I want to find (not generate) 2 text strings such that, after removing all non letters and ucasing, one string can be translated to the other by simple substitution.

The motivation for this comes from a project I known of that is testing methods for attacking cyphers via probability distributions. I'd like to find a large, coherent plain text that, once encrypted with a simple substitution cypher, can be decrypted to something else that is also coherent.

This ends up as 2 parts, find the longest such strings in a corpus, and get that corpus.


The first part seems to me to be amiable to some sort of attack with a B-tree keyed off the string after a substitution that makes the sequence of first occurrences sequential.

HELLOWORLDTHISISIT
1233454637819a9b98

A little optimization based on knowing the maximum value and length of the string based on each depth of the tree and the rest is just coding.


The Other part would be quite a bit more involved; how to generate a large corpus of text to search? some kind of internet spider would seem to be the ideal approach as it would have access to the largest amount of text but how to strip it to just the text?

The question is; Any ideas on how to do this better?


Edit: the cipher that was being used is an insanely basic 26 letter substitution cipher.

p.s. this is more a thought experiment then a probable real project for me.

A: 

I think you're asking a bit much to generate a substitution that is also "coherent". That is an AI problem for the encryption algorithm to figure out what text is coherent.
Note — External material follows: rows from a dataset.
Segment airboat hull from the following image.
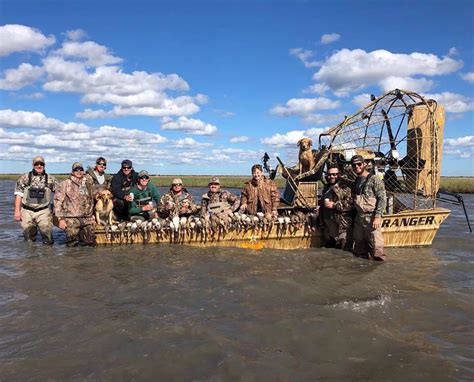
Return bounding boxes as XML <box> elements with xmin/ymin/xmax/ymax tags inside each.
<box><xmin>96</xmin><ymin>208</ymin><xmax>450</xmax><ymax>250</ymax></box>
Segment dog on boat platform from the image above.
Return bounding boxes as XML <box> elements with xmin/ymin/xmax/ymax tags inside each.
<box><xmin>94</xmin><ymin>189</ymin><xmax>115</xmax><ymax>226</ymax></box>
<box><xmin>297</xmin><ymin>138</ymin><xmax>316</xmax><ymax>174</ymax></box>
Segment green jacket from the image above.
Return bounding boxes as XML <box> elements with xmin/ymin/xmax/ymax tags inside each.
<box><xmin>128</xmin><ymin>183</ymin><xmax>160</xmax><ymax>216</ymax></box>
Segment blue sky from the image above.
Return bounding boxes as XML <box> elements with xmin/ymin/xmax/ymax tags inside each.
<box><xmin>0</xmin><ymin>0</ymin><xmax>474</xmax><ymax>176</ymax></box>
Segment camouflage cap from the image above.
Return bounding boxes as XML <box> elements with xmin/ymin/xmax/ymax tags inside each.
<box><xmin>351</xmin><ymin>155</ymin><xmax>365</xmax><ymax>164</ymax></box>
<box><xmin>122</xmin><ymin>159</ymin><xmax>133</xmax><ymax>168</ymax></box>
<box><xmin>209</xmin><ymin>176</ymin><xmax>221</xmax><ymax>184</ymax></box>
<box><xmin>33</xmin><ymin>155</ymin><xmax>45</xmax><ymax>164</ymax></box>
<box><xmin>95</xmin><ymin>157</ymin><xmax>107</xmax><ymax>164</ymax></box>
<box><xmin>71</xmin><ymin>162</ymin><xmax>84</xmax><ymax>171</ymax></box>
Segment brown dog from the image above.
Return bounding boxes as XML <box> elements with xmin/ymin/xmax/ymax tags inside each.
<box><xmin>297</xmin><ymin>138</ymin><xmax>316</xmax><ymax>174</ymax></box>
<box><xmin>95</xmin><ymin>189</ymin><xmax>115</xmax><ymax>226</ymax></box>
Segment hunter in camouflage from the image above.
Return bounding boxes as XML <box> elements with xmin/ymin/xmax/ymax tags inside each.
<box><xmin>54</xmin><ymin>162</ymin><xmax>95</xmax><ymax>246</ymax></box>
<box><xmin>321</xmin><ymin>165</ymin><xmax>354</xmax><ymax>251</ymax></box>
<box><xmin>201</xmin><ymin>177</ymin><xmax>240</xmax><ymax>218</ymax></box>
<box><xmin>240</xmin><ymin>164</ymin><xmax>280</xmax><ymax>217</ymax></box>
<box><xmin>159</xmin><ymin>178</ymin><xmax>197</xmax><ymax>217</ymax></box>
<box><xmin>351</xmin><ymin>155</ymin><xmax>387</xmax><ymax>261</ymax></box>
<box><xmin>14</xmin><ymin>156</ymin><xmax>58</xmax><ymax>244</ymax></box>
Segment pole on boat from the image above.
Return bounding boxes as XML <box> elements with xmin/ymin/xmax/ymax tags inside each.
<box><xmin>276</xmin><ymin>156</ymin><xmax>312</xmax><ymax>209</ymax></box>
<box><xmin>436</xmin><ymin>191</ymin><xmax>472</xmax><ymax>233</ymax></box>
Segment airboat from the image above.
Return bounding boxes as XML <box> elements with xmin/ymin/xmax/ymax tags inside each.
<box><xmin>96</xmin><ymin>89</ymin><xmax>470</xmax><ymax>249</ymax></box>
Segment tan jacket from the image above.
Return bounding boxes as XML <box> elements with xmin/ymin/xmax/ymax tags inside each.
<box><xmin>54</xmin><ymin>176</ymin><xmax>94</xmax><ymax>219</ymax></box>
<box><xmin>240</xmin><ymin>177</ymin><xmax>280</xmax><ymax>215</ymax></box>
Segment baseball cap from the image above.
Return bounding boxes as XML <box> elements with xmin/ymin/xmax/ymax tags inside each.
<box><xmin>72</xmin><ymin>162</ymin><xmax>84</xmax><ymax>171</ymax></box>
<box><xmin>122</xmin><ymin>159</ymin><xmax>133</xmax><ymax>167</ymax></box>
<box><xmin>209</xmin><ymin>176</ymin><xmax>221</xmax><ymax>184</ymax></box>
<box><xmin>33</xmin><ymin>155</ymin><xmax>45</xmax><ymax>164</ymax></box>
<box><xmin>351</xmin><ymin>155</ymin><xmax>365</xmax><ymax>164</ymax></box>
<box><xmin>95</xmin><ymin>157</ymin><xmax>107</xmax><ymax>165</ymax></box>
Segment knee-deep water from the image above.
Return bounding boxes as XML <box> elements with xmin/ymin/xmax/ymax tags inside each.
<box><xmin>0</xmin><ymin>181</ymin><xmax>474</xmax><ymax>381</ymax></box>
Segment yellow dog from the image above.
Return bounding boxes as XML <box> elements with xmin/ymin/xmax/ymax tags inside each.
<box><xmin>95</xmin><ymin>189</ymin><xmax>115</xmax><ymax>226</ymax></box>
<box><xmin>297</xmin><ymin>138</ymin><xmax>316</xmax><ymax>174</ymax></box>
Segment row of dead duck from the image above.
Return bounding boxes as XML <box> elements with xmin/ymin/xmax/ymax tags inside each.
<box><xmin>103</xmin><ymin>211</ymin><xmax>318</xmax><ymax>242</ymax></box>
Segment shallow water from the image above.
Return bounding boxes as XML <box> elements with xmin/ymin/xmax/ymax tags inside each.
<box><xmin>0</xmin><ymin>181</ymin><xmax>474</xmax><ymax>381</ymax></box>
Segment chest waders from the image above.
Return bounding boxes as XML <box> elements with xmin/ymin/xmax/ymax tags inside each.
<box><xmin>21</xmin><ymin>171</ymin><xmax>52</xmax><ymax>212</ymax></box>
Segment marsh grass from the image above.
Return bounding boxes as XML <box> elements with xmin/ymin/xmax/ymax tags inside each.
<box><xmin>0</xmin><ymin>174</ymin><xmax>474</xmax><ymax>193</ymax></box>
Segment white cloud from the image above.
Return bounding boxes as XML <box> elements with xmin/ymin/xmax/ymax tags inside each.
<box><xmin>0</xmin><ymin>109</ymin><xmax>89</xmax><ymax>132</ymax></box>
<box><xmin>303</xmin><ymin>84</ymin><xmax>329</xmax><ymax>95</ymax></box>
<box><xmin>43</xmin><ymin>56</ymin><xmax>189</xmax><ymax>95</ymax></box>
<box><xmin>461</xmin><ymin>72</ymin><xmax>474</xmax><ymax>84</ymax></box>
<box><xmin>290</xmin><ymin>48</ymin><xmax>321</xmax><ymax>68</ymax></box>
<box><xmin>64</xmin><ymin>29</ymin><xmax>87</xmax><ymax>41</ymax></box>
<box><xmin>261</xmin><ymin>128</ymin><xmax>326</xmax><ymax>147</ymax></box>
<box><xmin>379</xmin><ymin>76</ymin><xmax>433</xmax><ymax>93</ymax></box>
<box><xmin>161</xmin><ymin>117</ymin><xmax>217</xmax><ymax>135</ymax></box>
<box><xmin>18</xmin><ymin>92</ymin><xmax>44</xmax><ymax>99</ymax></box>
<box><xmin>0</xmin><ymin>24</ymin><xmax>56</xmax><ymax>57</ymax></box>
<box><xmin>352</xmin><ymin>93</ymin><xmax>370</xmax><ymax>107</ymax></box>
<box><xmin>301</xmin><ymin>113</ymin><xmax>344</xmax><ymax>125</ymax></box>
<box><xmin>39</xmin><ymin>56</ymin><xmax>200</xmax><ymax>119</ymax></box>
<box><xmin>321</xmin><ymin>33</ymin><xmax>341</xmax><ymax>44</ymax></box>
<box><xmin>448</xmin><ymin>46</ymin><xmax>459</xmax><ymax>56</ymax></box>
<box><xmin>53</xmin><ymin>40</ymin><xmax>122</xmax><ymax>66</ymax></box>
<box><xmin>443</xmin><ymin>135</ymin><xmax>474</xmax><ymax>158</ymax></box>
<box><xmin>92</xmin><ymin>125</ymin><xmax>167</xmax><ymax>144</ymax></box>
<box><xmin>229</xmin><ymin>135</ymin><xmax>249</xmax><ymax>143</ymax></box>
<box><xmin>0</xmin><ymin>110</ymin><xmax>175</xmax><ymax>165</ymax></box>
<box><xmin>313</xmin><ymin>49</ymin><xmax>463</xmax><ymax>95</ymax></box>
<box><xmin>0</xmin><ymin>63</ymin><xmax>44</xmax><ymax>90</ymax></box>
<box><xmin>424</xmin><ymin>92</ymin><xmax>474</xmax><ymax>113</ymax></box>
<box><xmin>213</xmin><ymin>109</ymin><xmax>235</xmax><ymax>117</ymax></box>
<box><xmin>270</xmin><ymin>97</ymin><xmax>340</xmax><ymax>117</ymax></box>
<box><xmin>172</xmin><ymin>137</ymin><xmax>212</xmax><ymax>149</ymax></box>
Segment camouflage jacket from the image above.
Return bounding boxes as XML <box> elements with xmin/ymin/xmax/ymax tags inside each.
<box><xmin>159</xmin><ymin>188</ymin><xmax>197</xmax><ymax>216</ymax></box>
<box><xmin>15</xmin><ymin>171</ymin><xmax>58</xmax><ymax>208</ymax></box>
<box><xmin>54</xmin><ymin>176</ymin><xmax>94</xmax><ymax>219</ymax></box>
<box><xmin>201</xmin><ymin>190</ymin><xmax>240</xmax><ymax>216</ymax></box>
<box><xmin>240</xmin><ymin>177</ymin><xmax>280</xmax><ymax>215</ymax></box>
<box><xmin>354</xmin><ymin>175</ymin><xmax>387</xmax><ymax>217</ymax></box>
<box><xmin>86</xmin><ymin>167</ymin><xmax>112</xmax><ymax>190</ymax></box>
<box><xmin>15</xmin><ymin>172</ymin><xmax>58</xmax><ymax>197</ymax></box>
<box><xmin>321</xmin><ymin>179</ymin><xmax>354</xmax><ymax>218</ymax></box>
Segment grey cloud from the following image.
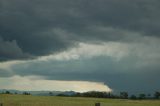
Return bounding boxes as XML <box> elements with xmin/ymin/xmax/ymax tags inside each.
<box><xmin>0</xmin><ymin>0</ymin><xmax>160</xmax><ymax>60</ymax></box>
<box><xmin>0</xmin><ymin>38</ymin><xmax>32</xmax><ymax>60</ymax></box>
<box><xmin>6</xmin><ymin>56</ymin><xmax>160</xmax><ymax>92</ymax></box>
Also, the longer your text is the more complicated it will be to create a "coherent" result... quickly approaching a point where you need a "key" as long as the text you are encrypting. Thus defeating the purpose of encrypting it at all.

SoapBox
Note, I Explicitly DON'T want to /generate/ the text. Both sides must be /found/ written by some human other than my self. The point being to find a text that will decrypt to the wrong plain-text.
BCS
+1  A: 

There are 26! different substitution ciphers. That works out to a bit over 88 bits of choice:

>>> math.log(factorial(26), 2)
88.381953327016262

The entropy of English text is something like 2 bits per character at least. So it seems to me you can't reasonably expect to find passages of more than 45-50 characters that are accidentally equivalent under substitution.

For the large corpus, there's the Gutenberg Project and Wikipedia, for a start. You can download an dump of all the English Wikipedia's XML files from their website.

Darius Bacon
Wikipidia! good to known! Also, I like your analysis. To make the project fun I would only need about 13-26 letters long so 30-40 would be more than good enough.